Watts was a really interesting place.
When I first went to UCLA,
they had this end-of-the-quarter screening
called Royce Hall Screenings.
And they showed all the best films
that were shown at
in the film department that year.
And I was taking a class with
The teacher was Basil Wright.
He was a documentary filmmaker
who did Song of Ceylon, things like that.
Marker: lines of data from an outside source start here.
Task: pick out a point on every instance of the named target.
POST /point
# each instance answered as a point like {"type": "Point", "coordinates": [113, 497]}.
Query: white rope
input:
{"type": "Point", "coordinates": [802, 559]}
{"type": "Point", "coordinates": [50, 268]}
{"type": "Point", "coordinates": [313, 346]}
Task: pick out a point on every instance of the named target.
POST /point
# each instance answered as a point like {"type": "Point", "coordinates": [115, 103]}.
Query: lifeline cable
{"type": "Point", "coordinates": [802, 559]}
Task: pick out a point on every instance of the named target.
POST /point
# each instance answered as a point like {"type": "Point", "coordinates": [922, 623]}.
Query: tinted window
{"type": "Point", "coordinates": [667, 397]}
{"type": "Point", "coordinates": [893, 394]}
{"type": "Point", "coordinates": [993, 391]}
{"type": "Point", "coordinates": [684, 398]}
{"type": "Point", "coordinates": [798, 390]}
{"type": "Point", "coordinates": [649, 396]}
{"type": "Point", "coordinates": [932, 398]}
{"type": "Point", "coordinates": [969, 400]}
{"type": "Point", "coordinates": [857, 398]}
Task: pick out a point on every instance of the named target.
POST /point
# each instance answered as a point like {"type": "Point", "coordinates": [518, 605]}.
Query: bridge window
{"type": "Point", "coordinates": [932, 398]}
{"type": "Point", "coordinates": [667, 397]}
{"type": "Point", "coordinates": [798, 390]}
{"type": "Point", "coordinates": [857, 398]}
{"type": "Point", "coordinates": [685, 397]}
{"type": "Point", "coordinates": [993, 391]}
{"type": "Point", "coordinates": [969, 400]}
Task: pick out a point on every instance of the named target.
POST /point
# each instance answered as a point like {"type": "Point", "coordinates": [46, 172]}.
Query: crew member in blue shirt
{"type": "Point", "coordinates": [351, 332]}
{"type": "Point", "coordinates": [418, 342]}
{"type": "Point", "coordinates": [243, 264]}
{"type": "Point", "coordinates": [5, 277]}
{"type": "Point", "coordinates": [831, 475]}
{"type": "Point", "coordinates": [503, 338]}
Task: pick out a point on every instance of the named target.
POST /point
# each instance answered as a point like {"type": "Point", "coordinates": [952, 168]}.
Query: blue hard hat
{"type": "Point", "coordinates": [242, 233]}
I was so lucky to get in his class.
And I remember going to the screenings
at Royce Hall,
and I couldn't understand a word
of what was going on.
I I didn't identify--
I mean, it was a time when
the flower children was a big thing.
You know, nudity, you know,
going up to going up to Topanga Canyon,
you know, and the guys are getting weed
and all this kind of stuff
and just finding themselves,
rediscovering themselves
and their sexuality.
And, I mean, those weren't the issues
in my community.
[pleasant orchestral music playing]
[Mitchell] Killer of Sheep
demonstrated the potential of the medium
by a poet finding beauty
in his own neighborhood.
And, of course,
he was ignored by the mainstream press.
There was no takeaway from it,
even as filmmakers
made entire careers out of copying it.
And Black film was left to wither and die.
But it refused to.
In every decade since 1978,
there's been a rise and fall
for gifted Black filmmakers
who won't give up.
Is the lesson that those
who cannot remember the past
are condemned to keep remaking Shaft?
There's much talk of the pride
that came out of the period, but again,
I think of something my grandmother said,
"You don't want pride. It's a trap."
"That means you want someone
to see your chest swelled up."
"It's a selfish thing."
"Instead, take pleasure in what you do.
That belongs to you."
"It's something you want others
to share in with you."
It's what I got from those films.
The pleasure those talents took
in making the movies,
they passed on to me and to others,
and it's a living thing.
["It's So Hard to Say Goodbye
to Yesterday" by Boyz II Men playing]
It's so hard
To say goodbye to yesterday
[song ends]
[shoes scrape on ground]
[sniffles, breathes deeply]
For the dudes who ain't here, huh?
In addition to being a repository of hope,
they were empirical proof
that we were here, that we exist,
that we create culture,
that our community is a viable community,
is an important community,
that we have voices,
and that we will be heard.
-[popping]
-[men cheering]
[Mitchell] A final note,
one person symbolized
all the ups and downs of the period.
Going from number one
at the box office to irrelevance
to being one of the last left standing.
Sidney Poitier,
who shifted his trajectory
but didn't slow a step.
He trusted hiscompact
with Black audiences would remain intact.
-[shot booms]
-[yelps]
[Mitchell] From 1968 through '78,
he directed and starred in five films
I put my faith in the good book.
all of which centered on characters
pretending to be something they're not.
Damn, man, we trusted you!
I mean, why us?!
Why not you, brother?
[Mitchell] I once asked him about this
one of the handful of times
I spoke to him,
all ending with him
turning me down for an interview.
When I mentioned
that his five directing efforts
were all about imposture
Open your eyes.
he laughed and said,
"Young man, I already have a therapist.
I don't need another one."
You are capable of great feats
of strength and courage.
Strength and courage.
You can beat any fighter in the world.
You will win the championship.
[gasps]
-I will?
-Yes!
[Mitchell] But being Black in America
is often about remembering
that what you think you are
isn't what other people see
and figuring out the distance
between those two perceptions.
I think it's something
my grandmother would have agreed with.